Bir süredir İstanbul’dayım. Gözünüzü her çevirdiğiniz yer adeta bir şantiye.
Gökyüzüne birbiri ardına yükselen konut projeleri, adalet sarayları, stadyumlar, alışveriş merkezleri. İstanbul’u dünyanın en hızlı büyüyen şehirlerinden biri olmasını görmenize yetiyor.
Türkiye özellikle 2005 yılında başlayan büyük konut hamlesiyle yeniden yapılanmaya başladı. İstanbul bu dönüşüm merkezi. Ümraniye’den Kurtköy’e, Beylikdüzü’nden Maslak’a kadar şehrin her köşesinde City, Aqua, My, Central, uzantılı pek çok inşaat projesine tanık olmanız mümkün. Bir zamanların ‘kuş uçmaz, kervan geçmez’ denilen yerleri artık birbirinden lüks konutlarla dolduruyor.
Epos Gayrimenkul Danışmanlık’ın 2005 yılından bugüne kadar İstanbul’da inşa edilen markalı konut projelerini inceleyen araştırmasına göre, 2005’ten bugüne kadar İstanbul’da tam 552 proje yapıldı ve toplam 254 bin 696 konut sayısına ulaşıldı. Bu konutların 152 bin 493’ü teslim edildi.
İstanbul’daki konut stoğu geçen yıl 3 milyon 820 bin adede ulaşırken, kentte geçen yıl 131 binin üzerinde daire satıldı.

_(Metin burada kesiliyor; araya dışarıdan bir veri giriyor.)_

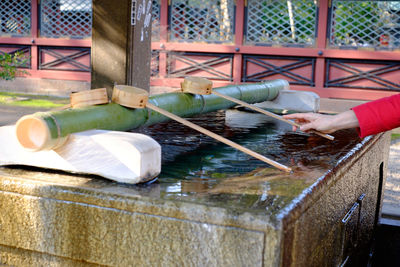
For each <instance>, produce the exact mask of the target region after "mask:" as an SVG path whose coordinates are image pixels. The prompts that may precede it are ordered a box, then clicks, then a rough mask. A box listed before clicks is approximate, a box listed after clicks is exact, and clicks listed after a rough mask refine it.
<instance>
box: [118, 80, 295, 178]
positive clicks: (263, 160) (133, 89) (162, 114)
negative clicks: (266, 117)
mask: <svg viewBox="0 0 400 267" xmlns="http://www.w3.org/2000/svg"><path fill="white" fill-rule="evenodd" d="M148 98H149V96H148V93H147V91H145V90H143V89H140V88H137V87H133V86H127V85H116V86H115V87H114V90H113V95H112V101H113V102H115V103H117V104H120V105H122V106H126V107H129V108H146V107H147V108H149V109H151V110H154V111H156V112H158V113H160V114H162V115H164V116H166V117H168V118H170V119H172V120H175V121H177V122H179V123H182V124H183V125H186V126H188V127H190V128H192V129H194V130H196V131H199V132H200V133H202V134H205V135H208V136H210V137H212V138H214V139H216V140H218V141H220V142H222V143H224V144H226V145H228V146H231V147H233V148H235V149H238V150H240V151H242V152H244V153H246V154H248V155H250V156H252V157H254V158H257V159H259V160H261V161H263V162H265V163H268V164H270V165H272V166H274V167H276V168H278V169H280V170H283V171H286V172H291V171H292V169H291V168H289V167H287V166H285V165H282V164H280V163H279V162H276V161H274V160H271V159H269V158H267V157H264V156H263V155H261V154H258V153H257V152H254V151H252V150H250V149H248V148H245V147H243V146H241V145H239V144H237V143H235V142H232V141H230V140H228V139H226V138H224V137H222V136H220V135H218V134H215V133H213V132H211V131H209V130H207V129H205V128H203V127H201V126H198V125H196V124H194V123H192V122H190V121H188V120H185V119H183V118H181V117H179V116H176V115H175V114H173V113H171V112H169V111H166V110H164V109H161V108H159V107H157V106H155V105H153V104H151V103H149V102H148Z"/></svg>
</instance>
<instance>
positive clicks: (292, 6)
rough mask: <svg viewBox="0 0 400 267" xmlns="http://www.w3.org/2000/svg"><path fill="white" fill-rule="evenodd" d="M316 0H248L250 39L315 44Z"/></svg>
mask: <svg viewBox="0 0 400 267" xmlns="http://www.w3.org/2000/svg"><path fill="white" fill-rule="evenodd" d="M316 14H317V5H316V1H314V0H248V2H247V23H246V25H247V29H246V32H247V33H246V39H245V40H246V42H247V43H253V44H254V43H256V44H266V45H291V44H295V45H301V46H313V45H314V43H315V33H316V25H317V15H316Z"/></svg>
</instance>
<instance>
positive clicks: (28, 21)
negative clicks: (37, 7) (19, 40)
mask: <svg viewBox="0 0 400 267" xmlns="http://www.w3.org/2000/svg"><path fill="white" fill-rule="evenodd" d="M30 33H31V1H30V0H23V1H18V0H1V1H0V36H10V35H11V36H29V35H30Z"/></svg>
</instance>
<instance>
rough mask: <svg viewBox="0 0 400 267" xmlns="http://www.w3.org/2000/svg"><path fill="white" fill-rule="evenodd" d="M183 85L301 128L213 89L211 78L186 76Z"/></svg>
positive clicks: (333, 139)
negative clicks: (218, 97) (187, 76)
mask: <svg viewBox="0 0 400 267" xmlns="http://www.w3.org/2000/svg"><path fill="white" fill-rule="evenodd" d="M181 87H182V91H183V92H185V93H193V94H200V95H209V94H214V95H216V96H219V97H222V98H224V99H226V100H229V101H232V102H234V103H236V104H239V105H242V106H245V107H247V108H249V109H252V110H255V111H257V112H260V113H262V114H264V115H267V116H270V117H272V118H275V119H277V120H280V121H283V122H286V123H288V124H290V125H292V126H296V127H298V128H300V124H298V123H296V122H294V121H291V120H286V119H284V118H283V117H282V116H279V115H277V114H275V113H272V112H269V111H267V110H264V109H261V108H259V107H257V106H254V105H250V104H248V103H246V102H244V101H241V100H239V99H236V98H234V97H231V96H228V95H224V94H221V93H220V92H217V91H215V90H212V82H211V81H210V80H207V79H205V78H201V77H188V78H185V80H184V82H183V83H181ZM310 132H311V133H314V134H317V135H319V136H322V137H324V138H326V139H329V140H334V139H335V137H333V136H332V135H329V134H325V133H322V132H319V131H315V130H311V131H310Z"/></svg>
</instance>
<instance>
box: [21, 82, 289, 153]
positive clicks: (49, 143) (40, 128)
mask: <svg viewBox="0 0 400 267" xmlns="http://www.w3.org/2000/svg"><path fill="white" fill-rule="evenodd" d="M286 88H288V83H287V81H285V80H272V81H266V82H263V83H257V84H243V85H230V86H225V87H219V88H215V89H214V91H217V92H220V93H221V94H224V95H228V96H231V97H234V98H237V99H240V100H242V101H244V102H247V103H258V102H263V101H268V100H273V99H275V98H276V97H277V96H278V94H279V91H280V90H282V89H286ZM149 103H151V104H153V105H155V106H158V107H160V108H162V109H164V110H167V111H169V112H171V113H173V114H175V115H178V116H180V117H191V116H194V115H198V114H202V113H207V112H212V111H216V110H221V109H228V108H230V107H232V106H234V105H236V104H235V103H233V102H231V101H228V100H225V99H223V98H220V97H218V96H215V95H193V94H188V93H167V94H160V95H154V96H151V97H150V98H149ZM167 120H169V118H167V117H165V116H163V115H161V114H160V113H158V112H154V111H152V110H150V109H129V108H126V107H122V106H120V105H118V104H115V103H110V104H106V105H98V106H90V107H83V108H76V109H67V110H61V111H53V112H38V113H34V114H32V115H27V116H24V117H22V118H21V119H20V120H19V121H18V122H17V125H16V132H17V138H18V140H19V141H20V143H21V145H22V146H24V147H26V148H27V149H31V150H42V149H53V148H55V147H57V146H59V145H61V144H62V142H61V141H62V140H61V141H59V139H65V137H67V136H68V135H69V134H71V133H76V132H82V131H86V130H91V129H103V130H116V131H127V130H131V129H135V128H137V127H140V126H143V125H152V124H155V123H159V122H163V121H167ZM32 128H35V129H42V128H43V129H42V130H40V131H41V132H43V131H44V132H46V134H45V135H46V136H44V137H43V136H38V133H36V132H33V131H31V130H32Z"/></svg>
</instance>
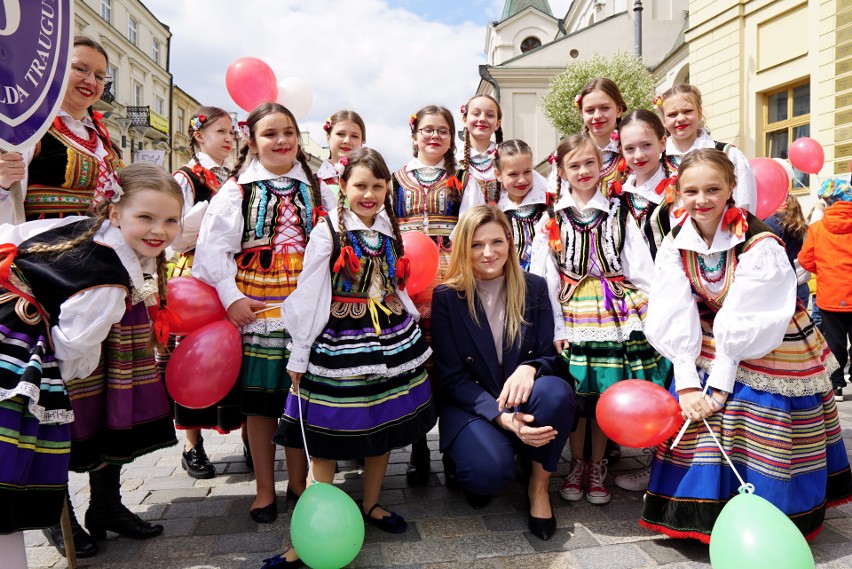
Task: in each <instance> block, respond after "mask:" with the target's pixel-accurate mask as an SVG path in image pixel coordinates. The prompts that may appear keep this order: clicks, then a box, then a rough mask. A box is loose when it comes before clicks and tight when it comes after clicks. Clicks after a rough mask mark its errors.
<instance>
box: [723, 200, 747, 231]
mask: <svg viewBox="0 0 852 569" xmlns="http://www.w3.org/2000/svg"><path fill="white" fill-rule="evenodd" d="M747 218H748V213H747V212H746V210H744V209H740V208H738V207H731V208H728V211H726V212H725V215H724V216H723V217H722V224H723V225H724V226H725V228H727V230H728V231H730V232H731V233H733V234H734V235H736V236H737V237H742V236H743V234H744V233H745V232H746V231H748V221H746V220H747Z"/></svg>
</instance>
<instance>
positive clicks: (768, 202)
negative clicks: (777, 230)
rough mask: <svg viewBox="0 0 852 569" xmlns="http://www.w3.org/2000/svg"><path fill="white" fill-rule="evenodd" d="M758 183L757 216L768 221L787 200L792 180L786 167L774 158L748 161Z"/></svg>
mask: <svg viewBox="0 0 852 569" xmlns="http://www.w3.org/2000/svg"><path fill="white" fill-rule="evenodd" d="M748 163H749V166H751V171H752V172H753V173H754V180H755V182H756V183H757V208H756V211H755V215H756V216H757V217H759V218H760V219H766V218H767V217H769V216H771V215H772V214H773V213H775V212H776V211H778V208H779V207H781V204H782V203H784V200H785V199H787V190H788V189H789V188H790V178H788V177H787V172H786V171H785V170H784V167H783V166H782V165H781V164H779V163H778V162H776V161H775V160H773V159H772V158H753V159H751V160H749V161H748Z"/></svg>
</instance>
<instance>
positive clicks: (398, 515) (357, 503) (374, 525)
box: [356, 500, 408, 533]
mask: <svg viewBox="0 0 852 569" xmlns="http://www.w3.org/2000/svg"><path fill="white" fill-rule="evenodd" d="M356 503H357V504H358V509H360V510H361V515H362V516H364V521H365V522H367V523H368V524H370V525H371V526H376V527H377V528H379V529H380V530H382V531H386V532H388V533H403V532H405V530H407V529H408V522H406V521H405V518H403V517H402V516H400V515H399V514H397V513H396V512H390V515H387V516H385V517H383V518H374V517H373V516H371V515H370V514H372V513H373V510H375V509H376V508H381V506H379V503H378V502H376V503H375V504H373V506H372V507H371V508H370V510H369V511H367V512H365V511H364V502H363V501H361V500H358V501H357V502H356Z"/></svg>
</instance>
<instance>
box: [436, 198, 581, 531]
mask: <svg viewBox="0 0 852 569" xmlns="http://www.w3.org/2000/svg"><path fill="white" fill-rule="evenodd" d="M512 241H513V240H512V231H511V228H510V225H509V221H508V219H507V218H506V216H505V215H504V214H503V213H502V212H501V211H500V210H499V209H498V208H497V207H496V206H493V205H487V206H477V207H475V208H471V209H470V210H469V211H468V212H466V213H465V214H464V215H463V216H462V218H461V219H460V220H459V223H458V225H457V226H456V234H455V239H454V240H453V252H452V256H451V258H450V266H449V269H448V274H449V275H450V277H449V278H448V279H447V281H446V282H445V283H444V284H443V285H441V286H440V287H439V288H437V289H436V290H435V292H434V295H433V298H432V349H433V351H434V357H435V365H436V367H437V369H438V372H439V373H440V375H441V378H442V402H441V409H440V412H439V421H440V423H439V424H440V427H439V431H440V445H441V450H442V451H443V452H444V453H446V455H448V456H449V458H450V459H451V462H453V463H455V467H456V477H457V479H458V482H459V483H460V484H461V485H462V487H463V488H464V489H465V492H466V494H467V495H468V499H469V501H471V504H476V500H475V499H471V497H474V498H475V497H477V496H479V497H486V496H490V495H492V494H495V493H497V492H499V491H501V490H503V489H504V488H505V487H507V486H508V485H509V484H511V483H512V481H514V479H515V468H514V466H515V455H516V453H519V454H523V455H526V456H528V457H529V458H531V459H532V473H531V476H530V483H529V487H528V489H527V497H528V498H529V503H530V511H529V518H528V523H529V527H530V531H531V532H532V533H533V534H534V535H536V536H538V537H539V538H541V539H549V538H550V537H551V536H552V535H553V532H554V530H555V528H556V519H555V517H554V516H553V510H552V508H551V505H550V497H549V494H548V492H547V487H548V482H549V479H550V474H551V473H552V472H554V471H555V470H556V464H557V462H558V460H559V457H560V455H561V453H562V449H563V447H564V446H565V442H566V441H567V440H568V433H569V432H570V431H571V427H572V425H573V423H574V407H575V399H574V392H573V390H572V389H571V386H570V385H569V384H568V382H566V381H565V380H564V379H562V378H560V377H558V376H557V375H555V371H556V358H557V356H556V350H555V348H554V345H553V313H552V309H551V306H550V301H549V300H548V298H549V297H548V294H547V285H546V284H545V282H544V279H542V278H540V277H537V276H535V275H531V274H528V273H524V272H523V270H522V269H521V267H520V264H519V263H518V259H517V256H516V255H515V245H514V243H513V242H512ZM498 347H499V352H498Z"/></svg>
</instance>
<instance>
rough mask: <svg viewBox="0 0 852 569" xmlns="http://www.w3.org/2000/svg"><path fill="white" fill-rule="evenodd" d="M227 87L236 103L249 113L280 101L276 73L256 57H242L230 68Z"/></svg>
mask: <svg viewBox="0 0 852 569" xmlns="http://www.w3.org/2000/svg"><path fill="white" fill-rule="evenodd" d="M225 86H226V87H227V88H228V94H229V95H230V96H231V98H232V99H233V100H234V102H235V103H236V104H237V105H239V106H240V107H242V108H243V109H244V110H246V111H248V112H251V111H253V110H254V108H255V107H256V106H258V105H259V104H261V103H269V102H274V101H275V100H276V99H278V80H277V79H276V78H275V72H274V71H272V68H271V67H269V66H268V65H267V64H266V63H264V62H263V61H261V60H260V59H258V58H256V57H241V58H240V59H238V60H236V61H235V62H233V63H232V64H231V65H230V66H228V71H226V72H225Z"/></svg>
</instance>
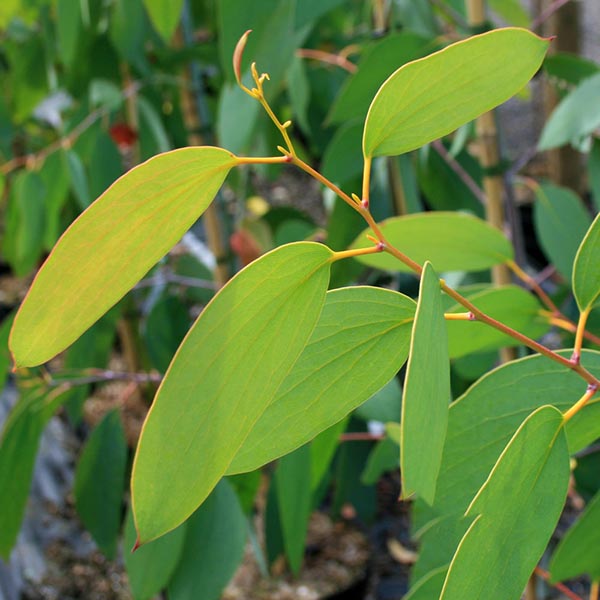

Böylesine çılgın konut artışında bir başka çılgınlıkta fiyatlarda. Şehrin iş merkezi kabul edilen Taksim-Maslak güzergahına uzaklıkları trafik nedeniyle saatleri bulan mesafedeki konutların fiyatları maksimum 1.5 milyon liraya (eski parayla 1.5 trilyona) kadar çıkıyor.
Proje ismi vererek ilerleyeyim, anonim olmasın. Varyap Meridian (yukarıda resimde görülen) İstanbul Ataşehir’de bir projeye devam ediyor. Projede Grand Tower olarak adlandırılan kuledeki fiyat listesine bir göz atalım.
Grand Tower’da 4+1 ev fiyatları 1.5 milyon ile 1.9 milyon lira arasında değişiyor. 3+1 ev fiyatları ise 1.1 ile 1.2 milyon lira arasında. 1+1 ev fiyatları ise 441 ile 631 bin lira arasında, stüdyolar ise 335 bin lira ile 427 bin lira arasında değişiyor. (Resim www.havadanemlak.com)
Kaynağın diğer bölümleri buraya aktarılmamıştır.